Haney withdrew as Jean Kasem’s lawyer last month and stated in his court papers that she owed nearly $80,000 for his services and that she threatened to “ruin the law firm” if its members did not take “certain legal services on her behalf.”
In court papers filed Aug. 1, Jean Kasem called the fees’ requests “unjustified and unreasonable,” but she did not elaborate. She declined to answer Murphy’s question on whether a probate proceeding has been opened in her husband’s case, saying she wanted to speak to an attorney before answering.
She declined to comment after today’s proceedings.
Murphy named Kasem’s daughter, Kerri Kasem, as her father’s temporary guardian in May. Kasem was the subject of a vitriolic legal battle between his wife and her stepdaughter until he died. He suffered from dementia and Lewy body disease, which has symptoms similar to Parkinson’s disease.
According to court papers filed by Kerri Kasem’s attorneys, doctors learned in June that her father was suffering from serious bed sores and a urinary tract infection, conditions which they allege along with other health issues “revealed the full extent of Jean’s destruction to Casey’s health.”
The fees sought include about $160,000 by attorneys representing another Kasem daughter, Julie Kasem, in an initial conservatorship bid that she later settled with Julie Kasem. Kasem’s court-appointed attorney, Samuel Ingham, is asking for about $103,000. Kerri Kasem is asking to be reimbursed for travel expenses to Washington state, where Kasem died after his wife moved him there from a Santa Monica care facility.
Attorney Troy Martin, on behalf of Kerri Kasem, said he believes Jean Kasem moved her husband’s body to Norway and that she has plans to relocate there. He questioned the need for a postponement of today’s hearing.
“I believe this is a stalling tactic,” Martin said.
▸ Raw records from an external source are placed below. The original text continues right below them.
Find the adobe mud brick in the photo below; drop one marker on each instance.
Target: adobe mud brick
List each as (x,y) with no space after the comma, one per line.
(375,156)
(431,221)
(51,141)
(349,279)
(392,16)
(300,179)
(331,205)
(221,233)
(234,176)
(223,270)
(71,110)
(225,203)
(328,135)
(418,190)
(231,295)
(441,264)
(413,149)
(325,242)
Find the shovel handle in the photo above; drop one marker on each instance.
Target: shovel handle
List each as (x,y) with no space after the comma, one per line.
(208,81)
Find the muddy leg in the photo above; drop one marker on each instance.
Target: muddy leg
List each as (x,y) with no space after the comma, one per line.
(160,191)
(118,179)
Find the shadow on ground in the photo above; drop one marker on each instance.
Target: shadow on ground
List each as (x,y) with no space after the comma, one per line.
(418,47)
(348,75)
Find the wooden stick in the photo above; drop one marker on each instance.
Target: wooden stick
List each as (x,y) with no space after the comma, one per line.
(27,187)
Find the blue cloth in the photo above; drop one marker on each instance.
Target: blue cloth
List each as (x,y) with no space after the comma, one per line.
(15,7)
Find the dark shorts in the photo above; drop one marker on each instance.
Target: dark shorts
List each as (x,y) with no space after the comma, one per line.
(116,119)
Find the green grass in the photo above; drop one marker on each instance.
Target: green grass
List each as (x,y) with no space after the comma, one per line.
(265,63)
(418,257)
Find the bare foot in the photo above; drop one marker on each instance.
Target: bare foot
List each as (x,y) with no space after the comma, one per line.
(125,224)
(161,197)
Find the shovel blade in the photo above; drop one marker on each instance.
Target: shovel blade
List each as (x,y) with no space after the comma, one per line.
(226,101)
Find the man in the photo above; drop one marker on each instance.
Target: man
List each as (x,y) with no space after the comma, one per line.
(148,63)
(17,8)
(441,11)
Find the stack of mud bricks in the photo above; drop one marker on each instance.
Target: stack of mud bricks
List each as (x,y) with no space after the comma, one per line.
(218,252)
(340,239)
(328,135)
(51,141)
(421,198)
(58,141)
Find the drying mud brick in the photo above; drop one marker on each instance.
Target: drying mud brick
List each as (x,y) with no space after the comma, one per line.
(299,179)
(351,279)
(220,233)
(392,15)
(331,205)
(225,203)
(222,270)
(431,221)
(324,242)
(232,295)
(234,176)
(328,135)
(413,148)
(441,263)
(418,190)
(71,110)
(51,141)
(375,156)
Lawyer Martha Patterson, who also represents Kerri Kasem, said her client’s father considered Los Angeles his home and wanted to be buried at Forest Lawn, not in Norway, where she said he had no ties. She said Kerri Kasem wrote the Norwegian government asking that they not accept her father’s body.
Patterson said Kasem did not have bed sores before his wife moved him from the Santa Monica facility.
Haney won a favorable ruling on Jean Kasem’s behalf in June when Murphy ordered that that the former “America’s Top 40” host continue to be given food and medicine at a hospital in Washington state. But the judge reversed himself two days later and authorized Kerri Kasem to remove her 82-year-old father from life support.